Holographic communication — the ability to transmit a real-time, full-body 3D representation of a person — is a frequently cited use case. Industry estimates suggest that a high-fidelity holographic stream would require sustained throughput of 500 Gbps to 1 Tbps, far beyond what 5G can deliver.
Digital twin environments, where entire physical spaces are continuously mapped and simulated in real time using sensor data, present similar bandwidth demands. Industrial applications including autonomous factory coordination, remote surgery with haptic feedback, and city-scale environmental monitoring are also on the list.
"We're not building 6G for today's applications," said Dr. Sunghyun Choi, head of Samsung's Advanced Communications Research Center. "We're building the network layer that makes the next generation of applications possible. Just as 4G enabled mobile video and ride-sharing apps that no one anticipated, 6G will enable experiences we can barely conceptualize today."
Standards Timeline
The 3GPP, the standards body that governs cellular network specifications, has begun preliminary work on 6G under its Release 21 framework. A formal 6G specification is not expected to be finalized before 2028, with initial commercial deployments targeted for 2030 in leading markets including South Korea, Japan, the United States, and parts of Europe.

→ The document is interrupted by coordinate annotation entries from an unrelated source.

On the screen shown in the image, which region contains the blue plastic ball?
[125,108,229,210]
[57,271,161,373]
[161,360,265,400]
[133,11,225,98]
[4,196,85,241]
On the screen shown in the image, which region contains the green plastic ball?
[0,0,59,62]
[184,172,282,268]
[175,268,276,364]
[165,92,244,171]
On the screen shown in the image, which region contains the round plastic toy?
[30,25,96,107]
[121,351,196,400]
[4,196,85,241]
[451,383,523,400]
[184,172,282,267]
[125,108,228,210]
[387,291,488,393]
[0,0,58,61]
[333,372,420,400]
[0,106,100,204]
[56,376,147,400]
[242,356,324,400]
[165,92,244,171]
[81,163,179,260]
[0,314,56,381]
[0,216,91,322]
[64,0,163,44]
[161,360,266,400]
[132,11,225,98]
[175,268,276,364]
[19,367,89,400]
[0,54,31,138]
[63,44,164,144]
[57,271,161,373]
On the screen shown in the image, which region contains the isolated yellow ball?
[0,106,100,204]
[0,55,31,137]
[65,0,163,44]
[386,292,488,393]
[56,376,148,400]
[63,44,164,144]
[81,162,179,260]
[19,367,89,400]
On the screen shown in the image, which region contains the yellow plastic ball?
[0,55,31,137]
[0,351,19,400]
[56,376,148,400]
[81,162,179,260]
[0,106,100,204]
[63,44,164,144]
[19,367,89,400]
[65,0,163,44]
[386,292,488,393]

Governments are investing heavily. The U.S. allocated $1.5 billion for 6G research through the CHIPS and Science Act. The European Union's Hexa-X-II research initiative involves 44 organizations across 18 countries. South Korea has committed $450 million through its national 6G development fund, with Samsung and SK Telecom as primary industry partners.
Challenges Ahead
The lab-to-field gap for terahertz technology is enormous. Reaching 100 meters in a controlled environment is very different from serving users inside buildings, in dense urban canyons, or across rural landscapes. Rain, humidity, and even the water vapor in a crowd of people can degrade THz signals significantly.
Most researchers expect that 6G networks will use terahertz frequencies selectively, deployed in specific high-density locations like stadiums, airports, and transit hubs, while relying on lower-frequency bands for broader coverage. The network architecture will likely be heterogeneous, blending satellite links, traditional cellular towers, and dense meshes of small THz access points.
Power consumption is another concern. The 256-element antenna arrays and high-speed signal processing chips required for THz transmission consume substantially more energy than current base station equipment. Reducing that power draw while maintaining performance is an active area of research.
Commercial 6G is still years away, but this week's demonstration in Barcelona shows that the foundational technology is progressing faster than many expected.